TULIP - SYD985 vs Physician’s Choice for HER2-positive Breast Cancer
Research type
Research Study
Full title
A multi-centre, open-label, randomized clinical trial comparing the efficacy and safety of the antibody-drug conjugate SYD985 to physician's choice in patients with HER2-positive unresectable locally advanced or metastatic breast cancer.
IRAS ID
230951
Contact name
Nicholas Turner
Contact email
Sponsor organisation
Synthon Biopharmaceuticals BV
Eudract number
2017-001994-18
ISRCTN Number
ISRCTN00000000
Clinicaltrials.gov Identifier
Clinicaltrials.gov Identifier
RPC 999 / 9000 / 37235, ARSAC Reference Number
Duration of Study in the UK
1 years, 5 months, 16 days
Research summary
Research Summary
Advanced and metastatic breast cancer accounts for an estimated 450,000 deaths globally annually, approximately 15-20% of these patients have Human Epidermal Growth Factor 2 (HER2) positive disease. Four HER2-targeting therapies have been approved so far in the EU and US, three of which are used in combination therapy regimens to treat locally advanced or metastatic breast cancer. However, disease often progresses and patients become refractory to the treatment regimen they are on. For this reason it is important that additional anti-HER2 therapies can be offered with subsequent treatments.
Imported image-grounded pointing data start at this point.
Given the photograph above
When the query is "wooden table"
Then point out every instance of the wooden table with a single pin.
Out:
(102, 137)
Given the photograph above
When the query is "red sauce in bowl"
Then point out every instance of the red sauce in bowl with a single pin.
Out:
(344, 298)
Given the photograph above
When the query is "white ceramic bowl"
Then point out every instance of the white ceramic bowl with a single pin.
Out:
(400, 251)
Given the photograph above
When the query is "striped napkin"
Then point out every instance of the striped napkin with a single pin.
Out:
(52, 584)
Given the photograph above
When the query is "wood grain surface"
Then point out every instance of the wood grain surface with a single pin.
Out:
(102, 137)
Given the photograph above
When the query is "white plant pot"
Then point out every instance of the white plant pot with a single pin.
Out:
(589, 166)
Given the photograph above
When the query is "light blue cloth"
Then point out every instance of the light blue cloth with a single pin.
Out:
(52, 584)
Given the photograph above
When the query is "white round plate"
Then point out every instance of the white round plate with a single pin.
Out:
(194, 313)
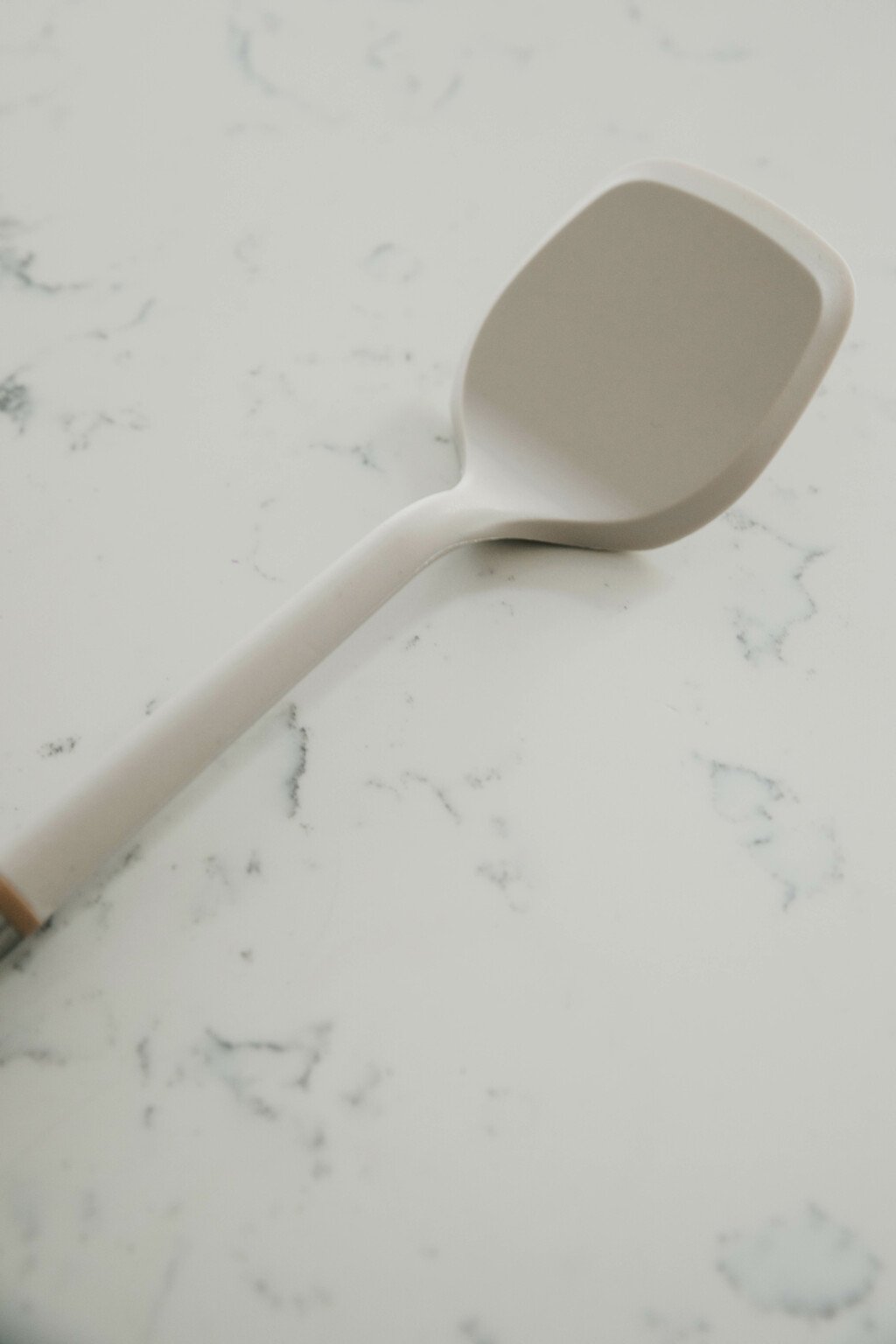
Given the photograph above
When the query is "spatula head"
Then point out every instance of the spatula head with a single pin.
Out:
(644, 366)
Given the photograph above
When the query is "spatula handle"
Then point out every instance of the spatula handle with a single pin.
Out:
(60, 850)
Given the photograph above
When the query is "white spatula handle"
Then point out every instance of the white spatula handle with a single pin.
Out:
(60, 850)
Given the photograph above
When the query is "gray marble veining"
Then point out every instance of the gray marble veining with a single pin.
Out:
(527, 975)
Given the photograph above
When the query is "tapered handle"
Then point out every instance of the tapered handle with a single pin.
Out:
(60, 850)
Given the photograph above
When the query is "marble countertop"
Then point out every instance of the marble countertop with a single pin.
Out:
(528, 973)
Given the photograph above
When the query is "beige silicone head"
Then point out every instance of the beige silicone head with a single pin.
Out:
(644, 366)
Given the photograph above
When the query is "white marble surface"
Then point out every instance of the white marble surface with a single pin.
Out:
(528, 975)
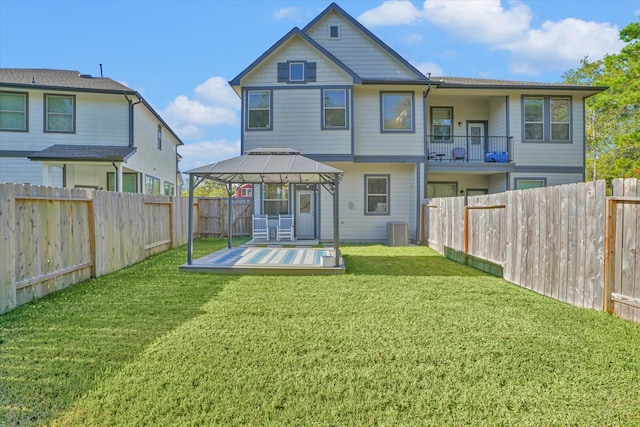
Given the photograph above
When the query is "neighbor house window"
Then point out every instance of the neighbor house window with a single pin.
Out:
(246, 191)
(129, 182)
(334, 108)
(259, 110)
(377, 194)
(60, 113)
(275, 199)
(442, 123)
(296, 72)
(151, 184)
(397, 112)
(13, 111)
(547, 119)
(442, 189)
(169, 189)
(525, 183)
(560, 119)
(334, 32)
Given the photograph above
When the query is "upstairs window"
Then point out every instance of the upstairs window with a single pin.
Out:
(59, 113)
(442, 124)
(296, 72)
(334, 32)
(334, 109)
(547, 119)
(259, 110)
(397, 111)
(377, 194)
(13, 111)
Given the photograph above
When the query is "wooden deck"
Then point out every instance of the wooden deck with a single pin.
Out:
(272, 259)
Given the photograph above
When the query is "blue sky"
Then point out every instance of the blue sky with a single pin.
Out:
(180, 54)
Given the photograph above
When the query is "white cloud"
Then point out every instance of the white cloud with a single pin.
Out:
(482, 21)
(561, 45)
(202, 153)
(391, 12)
(429, 67)
(287, 13)
(504, 26)
(214, 104)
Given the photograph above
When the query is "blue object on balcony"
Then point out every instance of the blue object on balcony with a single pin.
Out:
(497, 156)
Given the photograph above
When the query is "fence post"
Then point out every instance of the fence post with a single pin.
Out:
(7, 248)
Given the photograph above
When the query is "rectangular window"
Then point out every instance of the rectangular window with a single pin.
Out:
(397, 112)
(59, 113)
(442, 124)
(151, 184)
(377, 194)
(129, 182)
(246, 192)
(534, 119)
(560, 123)
(296, 71)
(259, 110)
(334, 32)
(547, 119)
(335, 108)
(525, 183)
(275, 199)
(13, 111)
(442, 189)
(169, 189)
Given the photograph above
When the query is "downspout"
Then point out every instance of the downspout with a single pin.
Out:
(131, 105)
(115, 177)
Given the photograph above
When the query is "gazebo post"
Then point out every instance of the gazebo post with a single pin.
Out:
(190, 223)
(336, 220)
(229, 217)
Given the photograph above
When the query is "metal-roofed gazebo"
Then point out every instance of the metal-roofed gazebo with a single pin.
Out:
(267, 166)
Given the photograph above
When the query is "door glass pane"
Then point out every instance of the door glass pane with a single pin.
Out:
(305, 203)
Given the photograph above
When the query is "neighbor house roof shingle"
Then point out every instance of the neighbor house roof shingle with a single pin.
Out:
(68, 79)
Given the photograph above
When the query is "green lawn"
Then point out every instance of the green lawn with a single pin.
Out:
(406, 337)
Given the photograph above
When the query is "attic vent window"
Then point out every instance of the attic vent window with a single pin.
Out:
(334, 32)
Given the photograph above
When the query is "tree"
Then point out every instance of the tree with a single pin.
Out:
(613, 117)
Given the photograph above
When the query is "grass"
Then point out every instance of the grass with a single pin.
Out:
(406, 337)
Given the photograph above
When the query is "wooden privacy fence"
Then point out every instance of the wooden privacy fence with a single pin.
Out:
(51, 238)
(569, 242)
(214, 216)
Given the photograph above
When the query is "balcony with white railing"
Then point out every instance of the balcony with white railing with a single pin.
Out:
(486, 149)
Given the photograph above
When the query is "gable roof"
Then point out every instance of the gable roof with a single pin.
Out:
(295, 32)
(333, 7)
(49, 79)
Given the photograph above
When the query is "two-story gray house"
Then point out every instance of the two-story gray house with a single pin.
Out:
(339, 95)
(66, 129)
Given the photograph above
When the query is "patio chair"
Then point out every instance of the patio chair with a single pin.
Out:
(285, 227)
(458, 153)
(260, 227)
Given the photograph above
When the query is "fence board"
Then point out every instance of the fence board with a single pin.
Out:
(553, 240)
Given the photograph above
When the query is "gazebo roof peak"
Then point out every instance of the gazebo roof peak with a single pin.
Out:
(272, 151)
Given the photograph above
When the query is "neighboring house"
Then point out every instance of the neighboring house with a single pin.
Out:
(339, 95)
(67, 129)
(244, 191)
This study will be conducted at five hospitals in the UK, it is a multi-centre, open-label, randomised clinical trial comparing the efficacy and safety of the antibody-drug conjugate SYD985 to physician's choice in participants with HER2-positive unresectable locally advanced or metastatic breast cancer. SYD985 is an antibody specific to the HER2 protein, bound to a drug molecule with a linker molecule. The antibody recognises HER2 on the tumour cell surface and through this antibody specificity helps deliver the drug directly into the tumour cells. For this reason, only people with HER2 positive cancer will be eligible for this study.
Participants in this study, so long as they are well enough, will attend the hospital for treatments until their disease progresses or until the treatment is discontinued. They will be randomised between treatment groups 2:3 SYD985 and 1:3 Physician’s choice. Participants taking SYD958 will be treated every 3 weeks, with SYD958 administered intravenously over 60 minutes for the first infusion, and over 30 minutes for subsequent infusions. Participants in the physician's choice group will be treated with an approved therapy as per local practice and according to the needs of the participant. Subsequently participants will return to the hospital for a treatment discontinuation visit and will be followed up every 3 months thereafter.
Summary of Results
"Number of Patients: A total of 437 patients were randomized, with 291 patients randomized to the SYD985 group and 146 patients to the physician’s choice group.
Study drug: SYD985 1.2 mg/kg administered by intravenous infusion every 3 weeks (±3 days). Physician’s choice was to be administered according to local practice.
SUMMARY OF RESULTS
For all analysis described below data until the data cut-off date of 31 March 2021 for the primary PFS analysis was included, except for the overall survival analysis for which data up to 30 June 2022 was included.
Primary Efficacy Analysis
The primary efficacy endpoint was Progression Free Survival (PFS) based on central tumor evaluation. The primary PFS analysis showed that SYD985 was superior to physician’s choice combination treatment in prolonging PFS as assessed by central tumor evaluation; the median PFS was 7.0 months in the SYD985 group and 4.9 months in the physician’s choice group, which was a statistically significant difference. There was a 36% lower risk of progression with SYD985.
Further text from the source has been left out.